German independent record label

Nuclear Blast Records is a German record label with subsidiaries in Germany, the United States and Brazil. It was founded in 1987 by Markus Staiger in Donzdorf. Originally releasing hardcore punk records, the label moved on to releasing albums by thrash metal, melodic death metal, grindcore, industrial metal, power metal and black metal bands, as well as tribute albums. It also distributes and promotes post-hardcore/metalcore labels SharpTone Records. Another post-hardcore/metalcore label, Arising Empire, was in Nuclear Blast's portfolio until its acquisition by Kontor New Media in 2020.

In October 2018, French independent label Believe Digital acquired a majority stake in Nuclear Blast.

== History ==

Logo and typeface of Nuclear Blast used from 1987 to 2022

Nuclear Blast was formed in 1987 after founder Markus Staiger traveled throughout the United States for four weeks and saw a gig of his favorite band BL'AST!. The label's first release was a vinyl compilation called Senseless Death (NB 001) featuring US hardcore bands like Attitude, Sacred Denial, Impulse Manslaughter and others.

Swedish band Meshuggah became the first band in the history of Nuclear Blast Records to crack the Billboard 200, landing at number 165 with their 2002 album, Nothing. Meshuggah also became the first Nuclear Blast band to be reviewed in Rolling Stone magazine.

In 2004, Finnish symphonic metal band Nightwish released Once on Nuclear Blast, which rocketed to the top of the charts in multiple countries, including Finland, Germany, Norway, Greece, Sweden, Austria, and more. It became the first release in the company's history to reach number 1 on the German charts. It was at this time that Nuclear Blast began releasing its compilation series of DVDs with Nuclear Blast: Monsters of Metal Vol. 1.
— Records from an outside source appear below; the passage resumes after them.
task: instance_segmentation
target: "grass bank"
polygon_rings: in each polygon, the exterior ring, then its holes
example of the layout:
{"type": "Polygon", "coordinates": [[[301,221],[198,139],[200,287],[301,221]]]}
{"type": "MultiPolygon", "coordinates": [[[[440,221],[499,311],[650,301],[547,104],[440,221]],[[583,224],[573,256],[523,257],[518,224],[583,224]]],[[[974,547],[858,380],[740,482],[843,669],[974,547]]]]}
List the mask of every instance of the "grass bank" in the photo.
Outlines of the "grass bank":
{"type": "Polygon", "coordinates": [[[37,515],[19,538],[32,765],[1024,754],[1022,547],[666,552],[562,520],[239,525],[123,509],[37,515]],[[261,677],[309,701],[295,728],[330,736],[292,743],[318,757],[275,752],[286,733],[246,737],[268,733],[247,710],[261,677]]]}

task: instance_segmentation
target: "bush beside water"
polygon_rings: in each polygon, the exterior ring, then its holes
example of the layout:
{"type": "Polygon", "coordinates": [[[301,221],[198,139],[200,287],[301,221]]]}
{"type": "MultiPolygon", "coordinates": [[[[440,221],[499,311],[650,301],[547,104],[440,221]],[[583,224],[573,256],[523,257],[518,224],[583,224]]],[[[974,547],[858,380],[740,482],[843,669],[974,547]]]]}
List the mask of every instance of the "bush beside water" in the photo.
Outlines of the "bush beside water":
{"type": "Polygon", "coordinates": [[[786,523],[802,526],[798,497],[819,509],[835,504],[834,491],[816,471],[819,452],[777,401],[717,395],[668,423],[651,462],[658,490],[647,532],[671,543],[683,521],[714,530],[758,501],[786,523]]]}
During the 2000s and 2010s, Nuclear Blast signed many veteran thrash metal bands including Slayer, Exodus, Testament, Anthrax, Kreator, Overkill, Sepultura, Destruction, Tankard, Death Angel, and Heathen.
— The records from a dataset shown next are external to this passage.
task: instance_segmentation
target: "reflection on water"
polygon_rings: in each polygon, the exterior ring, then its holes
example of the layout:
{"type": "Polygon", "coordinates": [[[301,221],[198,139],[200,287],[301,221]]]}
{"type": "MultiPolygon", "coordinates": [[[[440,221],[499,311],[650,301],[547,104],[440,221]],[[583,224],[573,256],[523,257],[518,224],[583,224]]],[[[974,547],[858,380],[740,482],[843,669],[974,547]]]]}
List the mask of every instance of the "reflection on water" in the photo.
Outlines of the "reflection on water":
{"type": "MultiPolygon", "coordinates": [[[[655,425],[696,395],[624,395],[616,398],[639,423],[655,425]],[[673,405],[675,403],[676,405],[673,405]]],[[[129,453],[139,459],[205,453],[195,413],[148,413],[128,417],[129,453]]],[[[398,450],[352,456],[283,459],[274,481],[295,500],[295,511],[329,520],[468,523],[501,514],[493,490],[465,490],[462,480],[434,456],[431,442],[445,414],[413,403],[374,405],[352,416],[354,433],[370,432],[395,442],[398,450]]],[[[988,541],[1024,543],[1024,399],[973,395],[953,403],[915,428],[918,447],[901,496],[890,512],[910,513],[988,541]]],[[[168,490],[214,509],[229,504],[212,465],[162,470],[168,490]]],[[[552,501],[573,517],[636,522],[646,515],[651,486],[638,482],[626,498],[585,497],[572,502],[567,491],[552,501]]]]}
Slayer released the album Repentless in 2015, which went to number 4 on the Billboard 200, making it the highest charting Nuclear Blast release in the United States.

In 2021, Nuclear Blast founder Markus Staiger launched a new record company called Atomic Fire GmbH.

In June 2022, Nuclear Blast unveiled a new logo. The logo caused some controversy when the canned water company Liquid Death jokingly noted its similarities with their logo (which also features a melting skull), inadvertedly leading to its designer, Justin Moll, receiving hate mail. Liquid Death quickly apologized for the joke, saying that it was not targeted at Moll but at Nuclear Blast, whose personnel had reportedly raised concerns over the new logo's similarities with Liquid Death's before it was implemented.

On 23 August 2022, the video game Saints Row was released, which features an in-game radio station that includes Nuclear Blast artists.

== Blood Blast Distribution ==
Blood Blast Distribution is a subsidiary of Nuclear Blast that solely focuses on the distribution of extreme music. The company was founded in 2020 by Bryce Lucien, Jerome Riera, Denis Ladegaillerie and Myriam Silberstein.